Im Kern geht es um die Frage, ob zwei Stoffe in Mineralwasser geduldet werden können. Es geht dabei um Umbauprodukte von synthetischen Pflanzenschutzmitteln mit dem sperrigen Begriff nicht-relevante Metaboliten (siehe „Keine Gefährdung, aber dennoch umstritten“). Das Ministerium für Verbraucherschutz will die besagten fünf Quellen schließen, weil es Spuren dieser Stoffe in deren Wasser gefunden hatte. Damit will die Behörde keineswegs gesundheitliche Gefahren von Verbrauchern abwenden. Denn die Stoffe gelten als gesundheitlich unbedenklich.

Was heißt „ursprünglich rein“?

Es geht vielmehr um die Ansprüche, die Verbraucher an die Reinheit von Mineralwasser stellen dürfen. Als solches deklariertes Wasser werde nur dann dem gesetzlichen Anspruch gerecht, ursprünglich rein zu sein, wenn sich dort keinerlei Spuren menschlichen Wirtschaftens feststellen ließen, argumentiert das Ministerium. Die beiden in geringer Konzentration gefundenen Elemente stammten jedoch aus der Landwirtschaft und seien somit Rückstände menschlichen Tuns – nämlich sogenannte anthropogene Stoffe.

Für das Gericht wiegt allerdings auch der Schutz von Unternehmen durchaus schwer. „Uns stellt sich die Frage, ob jeder auch noch so belanglose anthropogene Stoff einer Zulassung entgegen steht“, argumentierte der Vorsitzende Richter.
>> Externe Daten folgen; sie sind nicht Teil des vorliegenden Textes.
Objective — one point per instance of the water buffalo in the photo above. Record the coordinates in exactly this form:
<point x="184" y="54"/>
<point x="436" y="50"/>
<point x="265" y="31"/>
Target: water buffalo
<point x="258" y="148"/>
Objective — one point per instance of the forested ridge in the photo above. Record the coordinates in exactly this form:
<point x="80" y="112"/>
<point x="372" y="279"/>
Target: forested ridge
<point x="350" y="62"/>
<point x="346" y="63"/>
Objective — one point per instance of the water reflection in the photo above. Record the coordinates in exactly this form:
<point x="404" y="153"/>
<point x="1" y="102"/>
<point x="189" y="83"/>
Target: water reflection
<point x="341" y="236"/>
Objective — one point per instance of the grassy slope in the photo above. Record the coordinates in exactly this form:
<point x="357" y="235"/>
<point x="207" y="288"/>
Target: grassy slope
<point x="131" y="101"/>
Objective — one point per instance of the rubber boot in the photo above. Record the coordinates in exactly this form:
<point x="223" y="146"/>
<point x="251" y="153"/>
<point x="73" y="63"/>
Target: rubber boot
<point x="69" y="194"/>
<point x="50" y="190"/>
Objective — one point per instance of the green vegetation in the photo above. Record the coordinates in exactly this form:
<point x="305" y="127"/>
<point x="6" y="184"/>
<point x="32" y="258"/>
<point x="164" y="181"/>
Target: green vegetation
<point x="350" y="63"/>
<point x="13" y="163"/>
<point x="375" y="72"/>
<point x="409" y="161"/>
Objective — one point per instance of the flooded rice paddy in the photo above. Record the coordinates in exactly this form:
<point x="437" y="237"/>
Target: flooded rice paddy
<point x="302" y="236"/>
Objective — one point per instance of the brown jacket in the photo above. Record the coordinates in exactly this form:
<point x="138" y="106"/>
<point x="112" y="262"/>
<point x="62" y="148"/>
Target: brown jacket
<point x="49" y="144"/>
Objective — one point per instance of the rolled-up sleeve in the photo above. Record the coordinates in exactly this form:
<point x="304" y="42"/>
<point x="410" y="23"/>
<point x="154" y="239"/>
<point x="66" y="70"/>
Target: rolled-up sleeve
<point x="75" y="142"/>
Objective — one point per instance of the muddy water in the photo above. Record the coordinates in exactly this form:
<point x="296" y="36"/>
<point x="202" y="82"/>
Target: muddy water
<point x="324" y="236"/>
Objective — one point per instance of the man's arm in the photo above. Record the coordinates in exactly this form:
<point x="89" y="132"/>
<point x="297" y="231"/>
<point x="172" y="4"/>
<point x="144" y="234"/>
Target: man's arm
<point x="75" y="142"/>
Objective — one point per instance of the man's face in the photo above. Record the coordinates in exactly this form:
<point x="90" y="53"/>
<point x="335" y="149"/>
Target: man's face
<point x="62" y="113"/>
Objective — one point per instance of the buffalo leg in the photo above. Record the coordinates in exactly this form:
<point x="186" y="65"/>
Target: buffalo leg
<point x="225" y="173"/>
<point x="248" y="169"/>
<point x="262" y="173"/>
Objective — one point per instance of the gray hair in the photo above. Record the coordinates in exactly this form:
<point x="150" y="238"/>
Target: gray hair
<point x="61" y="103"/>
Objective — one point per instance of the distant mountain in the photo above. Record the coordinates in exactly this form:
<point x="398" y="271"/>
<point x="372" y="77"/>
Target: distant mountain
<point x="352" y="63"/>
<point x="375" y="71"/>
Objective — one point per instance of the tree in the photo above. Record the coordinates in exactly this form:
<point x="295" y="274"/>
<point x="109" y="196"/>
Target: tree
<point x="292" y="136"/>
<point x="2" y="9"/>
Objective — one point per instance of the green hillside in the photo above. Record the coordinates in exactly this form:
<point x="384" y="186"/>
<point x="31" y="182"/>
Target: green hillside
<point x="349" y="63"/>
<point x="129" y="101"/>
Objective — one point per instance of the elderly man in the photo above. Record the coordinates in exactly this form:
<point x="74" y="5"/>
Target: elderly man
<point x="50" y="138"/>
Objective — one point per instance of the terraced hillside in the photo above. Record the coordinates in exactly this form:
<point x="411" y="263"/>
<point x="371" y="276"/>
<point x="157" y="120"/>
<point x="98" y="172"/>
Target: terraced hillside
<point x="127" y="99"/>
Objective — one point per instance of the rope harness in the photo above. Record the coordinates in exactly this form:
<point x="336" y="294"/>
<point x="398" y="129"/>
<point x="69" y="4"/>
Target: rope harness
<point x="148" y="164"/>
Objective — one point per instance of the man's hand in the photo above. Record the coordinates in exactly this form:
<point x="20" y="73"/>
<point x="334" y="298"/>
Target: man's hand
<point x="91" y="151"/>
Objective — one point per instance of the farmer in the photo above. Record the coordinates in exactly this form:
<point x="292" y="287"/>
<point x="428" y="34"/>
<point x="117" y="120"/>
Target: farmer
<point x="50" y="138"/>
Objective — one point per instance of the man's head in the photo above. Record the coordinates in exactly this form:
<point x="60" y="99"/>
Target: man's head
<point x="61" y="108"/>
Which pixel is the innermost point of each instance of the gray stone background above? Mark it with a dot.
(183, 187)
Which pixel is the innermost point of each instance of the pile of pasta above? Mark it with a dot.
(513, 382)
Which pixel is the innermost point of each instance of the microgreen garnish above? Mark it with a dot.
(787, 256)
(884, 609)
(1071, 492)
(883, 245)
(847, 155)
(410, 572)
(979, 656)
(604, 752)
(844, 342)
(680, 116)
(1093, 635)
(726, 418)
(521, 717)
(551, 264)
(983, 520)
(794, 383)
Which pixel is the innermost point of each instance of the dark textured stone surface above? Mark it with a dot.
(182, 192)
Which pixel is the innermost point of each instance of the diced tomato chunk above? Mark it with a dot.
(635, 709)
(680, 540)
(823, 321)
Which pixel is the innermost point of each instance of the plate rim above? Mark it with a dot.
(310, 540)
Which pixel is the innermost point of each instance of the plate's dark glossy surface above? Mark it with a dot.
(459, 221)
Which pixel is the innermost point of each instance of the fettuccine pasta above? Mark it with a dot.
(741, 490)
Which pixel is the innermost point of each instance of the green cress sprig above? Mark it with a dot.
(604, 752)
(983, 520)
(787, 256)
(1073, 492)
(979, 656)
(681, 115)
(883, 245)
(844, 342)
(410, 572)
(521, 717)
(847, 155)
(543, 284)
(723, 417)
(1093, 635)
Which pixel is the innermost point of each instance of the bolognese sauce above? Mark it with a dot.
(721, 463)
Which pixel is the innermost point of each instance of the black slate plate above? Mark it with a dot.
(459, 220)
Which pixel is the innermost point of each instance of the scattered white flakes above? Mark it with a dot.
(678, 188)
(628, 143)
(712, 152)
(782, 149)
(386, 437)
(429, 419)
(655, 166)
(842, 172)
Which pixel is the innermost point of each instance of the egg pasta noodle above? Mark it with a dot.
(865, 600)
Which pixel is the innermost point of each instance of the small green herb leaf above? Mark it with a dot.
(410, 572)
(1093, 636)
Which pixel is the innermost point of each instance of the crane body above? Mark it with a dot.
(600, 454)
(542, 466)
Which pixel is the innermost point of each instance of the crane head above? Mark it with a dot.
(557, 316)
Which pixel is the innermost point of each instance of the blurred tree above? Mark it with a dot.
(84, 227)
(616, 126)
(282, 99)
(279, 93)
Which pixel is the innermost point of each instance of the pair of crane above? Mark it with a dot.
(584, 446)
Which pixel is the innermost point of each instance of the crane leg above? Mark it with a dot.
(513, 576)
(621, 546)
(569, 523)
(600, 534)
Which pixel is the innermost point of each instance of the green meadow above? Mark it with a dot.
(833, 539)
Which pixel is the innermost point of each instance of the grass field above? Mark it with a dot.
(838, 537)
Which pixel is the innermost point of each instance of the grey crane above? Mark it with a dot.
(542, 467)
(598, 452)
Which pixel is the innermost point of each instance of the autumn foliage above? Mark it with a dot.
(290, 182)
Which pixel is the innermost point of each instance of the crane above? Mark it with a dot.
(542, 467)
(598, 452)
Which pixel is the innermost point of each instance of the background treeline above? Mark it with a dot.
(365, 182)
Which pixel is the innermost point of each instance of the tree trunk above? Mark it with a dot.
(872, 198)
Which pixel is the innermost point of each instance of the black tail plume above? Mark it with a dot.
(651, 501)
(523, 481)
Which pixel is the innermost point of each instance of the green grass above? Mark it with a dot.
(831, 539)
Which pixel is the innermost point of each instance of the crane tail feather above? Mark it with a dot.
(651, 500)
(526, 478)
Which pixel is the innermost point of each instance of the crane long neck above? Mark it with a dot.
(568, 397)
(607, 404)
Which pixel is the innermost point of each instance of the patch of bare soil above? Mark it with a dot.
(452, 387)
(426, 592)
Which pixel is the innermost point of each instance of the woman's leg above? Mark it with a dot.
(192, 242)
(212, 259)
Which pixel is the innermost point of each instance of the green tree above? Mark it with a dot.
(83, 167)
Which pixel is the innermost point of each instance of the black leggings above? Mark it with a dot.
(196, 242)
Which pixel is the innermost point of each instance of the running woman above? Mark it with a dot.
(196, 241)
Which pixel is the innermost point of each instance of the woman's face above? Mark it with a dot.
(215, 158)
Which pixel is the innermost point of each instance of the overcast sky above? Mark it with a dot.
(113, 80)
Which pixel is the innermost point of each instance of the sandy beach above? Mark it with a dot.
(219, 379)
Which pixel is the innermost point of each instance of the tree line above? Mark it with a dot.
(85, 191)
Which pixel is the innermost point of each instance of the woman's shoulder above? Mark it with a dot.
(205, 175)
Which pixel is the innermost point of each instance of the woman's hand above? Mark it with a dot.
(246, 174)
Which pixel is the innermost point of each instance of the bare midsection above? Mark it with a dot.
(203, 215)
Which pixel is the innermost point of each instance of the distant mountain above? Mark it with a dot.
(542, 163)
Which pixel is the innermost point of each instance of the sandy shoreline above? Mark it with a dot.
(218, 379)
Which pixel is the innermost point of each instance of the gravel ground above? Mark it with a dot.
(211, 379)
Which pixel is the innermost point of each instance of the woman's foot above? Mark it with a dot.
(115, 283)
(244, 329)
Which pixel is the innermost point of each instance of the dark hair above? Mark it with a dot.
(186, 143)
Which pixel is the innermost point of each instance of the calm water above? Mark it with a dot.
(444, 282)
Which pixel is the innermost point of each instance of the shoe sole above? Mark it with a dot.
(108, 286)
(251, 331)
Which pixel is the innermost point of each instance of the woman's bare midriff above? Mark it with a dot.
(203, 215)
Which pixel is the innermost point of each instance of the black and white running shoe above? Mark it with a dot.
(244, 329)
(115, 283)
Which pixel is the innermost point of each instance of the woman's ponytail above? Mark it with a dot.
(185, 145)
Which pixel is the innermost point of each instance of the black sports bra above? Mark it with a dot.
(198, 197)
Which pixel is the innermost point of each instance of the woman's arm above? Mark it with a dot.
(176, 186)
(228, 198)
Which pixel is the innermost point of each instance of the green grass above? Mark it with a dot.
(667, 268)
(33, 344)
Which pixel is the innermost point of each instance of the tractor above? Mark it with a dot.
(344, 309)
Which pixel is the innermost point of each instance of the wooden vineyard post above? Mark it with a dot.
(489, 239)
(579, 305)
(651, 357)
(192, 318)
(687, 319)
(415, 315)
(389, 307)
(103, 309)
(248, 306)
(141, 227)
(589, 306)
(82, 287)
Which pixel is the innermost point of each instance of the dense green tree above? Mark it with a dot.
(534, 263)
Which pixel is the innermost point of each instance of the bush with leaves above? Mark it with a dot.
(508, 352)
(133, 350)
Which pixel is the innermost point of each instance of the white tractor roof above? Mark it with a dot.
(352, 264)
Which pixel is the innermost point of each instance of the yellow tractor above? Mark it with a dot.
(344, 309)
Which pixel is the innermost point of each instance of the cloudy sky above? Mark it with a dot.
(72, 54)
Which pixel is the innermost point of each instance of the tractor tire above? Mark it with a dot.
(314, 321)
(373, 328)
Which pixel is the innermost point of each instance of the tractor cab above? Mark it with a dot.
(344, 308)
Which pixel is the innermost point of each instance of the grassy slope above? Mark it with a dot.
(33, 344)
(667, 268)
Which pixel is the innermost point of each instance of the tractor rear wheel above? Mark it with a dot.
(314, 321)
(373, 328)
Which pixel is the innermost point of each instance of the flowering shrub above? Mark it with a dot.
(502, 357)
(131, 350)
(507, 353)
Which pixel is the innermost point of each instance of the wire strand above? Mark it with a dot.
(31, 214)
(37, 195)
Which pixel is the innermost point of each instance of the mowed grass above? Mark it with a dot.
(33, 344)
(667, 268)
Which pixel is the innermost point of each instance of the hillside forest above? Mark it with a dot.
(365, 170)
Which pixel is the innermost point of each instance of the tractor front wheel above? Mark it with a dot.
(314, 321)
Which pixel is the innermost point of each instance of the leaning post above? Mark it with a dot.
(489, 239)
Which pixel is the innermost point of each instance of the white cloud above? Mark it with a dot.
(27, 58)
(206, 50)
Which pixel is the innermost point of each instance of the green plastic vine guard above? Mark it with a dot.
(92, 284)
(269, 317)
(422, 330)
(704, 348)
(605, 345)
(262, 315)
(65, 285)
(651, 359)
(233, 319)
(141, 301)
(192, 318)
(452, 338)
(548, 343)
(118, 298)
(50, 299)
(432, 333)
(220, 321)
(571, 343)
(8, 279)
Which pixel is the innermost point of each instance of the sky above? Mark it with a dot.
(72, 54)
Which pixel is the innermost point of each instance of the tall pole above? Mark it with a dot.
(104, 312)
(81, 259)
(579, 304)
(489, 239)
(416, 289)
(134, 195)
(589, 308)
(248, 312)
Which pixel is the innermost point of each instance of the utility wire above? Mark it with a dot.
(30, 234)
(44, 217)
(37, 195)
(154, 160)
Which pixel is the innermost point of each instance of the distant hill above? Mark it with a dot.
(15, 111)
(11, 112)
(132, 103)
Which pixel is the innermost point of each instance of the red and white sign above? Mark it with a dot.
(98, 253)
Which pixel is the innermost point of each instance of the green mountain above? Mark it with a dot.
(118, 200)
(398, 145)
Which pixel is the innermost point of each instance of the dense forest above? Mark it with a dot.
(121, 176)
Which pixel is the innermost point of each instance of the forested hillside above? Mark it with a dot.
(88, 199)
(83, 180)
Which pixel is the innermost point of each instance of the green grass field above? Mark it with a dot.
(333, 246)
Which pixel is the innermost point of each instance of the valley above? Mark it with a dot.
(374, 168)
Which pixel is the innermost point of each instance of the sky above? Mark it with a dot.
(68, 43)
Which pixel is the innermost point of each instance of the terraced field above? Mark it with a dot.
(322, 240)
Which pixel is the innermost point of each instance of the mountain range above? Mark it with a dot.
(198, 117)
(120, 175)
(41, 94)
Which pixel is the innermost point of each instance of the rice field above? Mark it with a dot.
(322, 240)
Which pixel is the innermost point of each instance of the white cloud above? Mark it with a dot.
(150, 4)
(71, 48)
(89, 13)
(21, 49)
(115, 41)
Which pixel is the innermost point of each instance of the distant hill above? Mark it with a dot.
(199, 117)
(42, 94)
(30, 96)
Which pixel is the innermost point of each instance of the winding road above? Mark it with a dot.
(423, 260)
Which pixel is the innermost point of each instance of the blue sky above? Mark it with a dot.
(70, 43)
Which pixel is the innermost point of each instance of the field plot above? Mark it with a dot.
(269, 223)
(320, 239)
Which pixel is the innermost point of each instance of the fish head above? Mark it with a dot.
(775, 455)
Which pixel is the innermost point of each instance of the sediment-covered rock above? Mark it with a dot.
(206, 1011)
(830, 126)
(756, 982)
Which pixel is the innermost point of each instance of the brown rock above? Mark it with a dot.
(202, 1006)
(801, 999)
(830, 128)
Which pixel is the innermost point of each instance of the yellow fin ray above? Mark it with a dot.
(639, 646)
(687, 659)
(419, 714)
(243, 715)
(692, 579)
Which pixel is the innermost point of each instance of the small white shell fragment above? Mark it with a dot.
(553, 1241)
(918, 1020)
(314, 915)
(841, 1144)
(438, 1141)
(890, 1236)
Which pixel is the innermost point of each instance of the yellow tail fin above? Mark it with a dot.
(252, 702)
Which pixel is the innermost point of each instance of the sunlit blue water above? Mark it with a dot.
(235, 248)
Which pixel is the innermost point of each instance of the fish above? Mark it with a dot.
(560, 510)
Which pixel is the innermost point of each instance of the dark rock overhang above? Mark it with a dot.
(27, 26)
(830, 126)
Eine öffentliche Gefahr gehe von den Stoffen nicht aus. Ebenso wenig lasse sich die Schließung mit bloßem Verbraucherschutz oder einer Beeinträchtigung des freien Handels begründen. Erst kürzlich habe der Bundesgerichtshof geurteilt, dass „kein Verbraucher eine völlige Reinheit erwartet“, sagte der Richter. Das gelte selbst dann, wenn Etiketten wie „natürlich“ oder „Bio“ auf dem Produkt klebten.

Wasser auf die Mühlen der Verteidigung

Die richterliche Argumentation war Wasser auf den Mühlen für den Anwalt der fünf Mineralbrunnen. „Es droht hier nicht der Untergang des Abendlandes“, sagte er. Es gehe vielmehr „um die Gefährdung der Wirtschaft und um Arbeitsplätze“.

In Leitungswasser kommen die strittigen Stoffe wesentlich häufiger vor, auch meist in höheren Mengen als bei den fünf beanstandeten Quellen. Der Verbraucherschutzverband in Baden-Württemberg hält das Vorgehen des Ministeriums für korrekt. Die relativ hohen Preise, die für Mineralwasser verlangt würden, bedeuten nach Ansicht des Verbands auch, dass die Hersteller deutlich höhere Standards erfüllen müssten. Das Bundesinstitut für Risikobewertung in Berlin hält das Ansinnen für problematisch, die umstrittenen Metaboliten faktisch auszuschließen . Die Stoffe seien eben vor allem in landwirtschaftlich geprägten Gegenden fast allgegenwärtig.

Ein steiniger politischer Weg

Auch wenn die Tendenz des Gerichts eindeutig anklang: noch stehe das Urteil nicht fest, betonte der Vorsitzende Richter. Es soll erst in einigen Wochen endgültig gefällt werden. Sollte sich die Tendenz aber verfestigen, dann bliebe dem Ministerium nur ein steiniger Weg. Es könnte versuchen, beim Bund darauf hin zu wirken, dass er Grenzwerte für Metaboliten in seine Mineralwasserverordnung aufnimmt.

Das dürfte schwierig werden, weil es Bundesländer gibt, die völlig konträrer Ansicht sind. Für Bayern beispielsweise wiegt die Wirtschaftsfreiheit schwerer als die Verbannung von Stoffen, die gesundheitlich unbedenklich sind. Der Bund hat zwar damit begonnen, seine Richtlinie zu überarbeiten. Zunächst fanden sich dort auch Aussagen zu den umstrittenen Stoffen. Diese sind aber inzwischen verschwunden.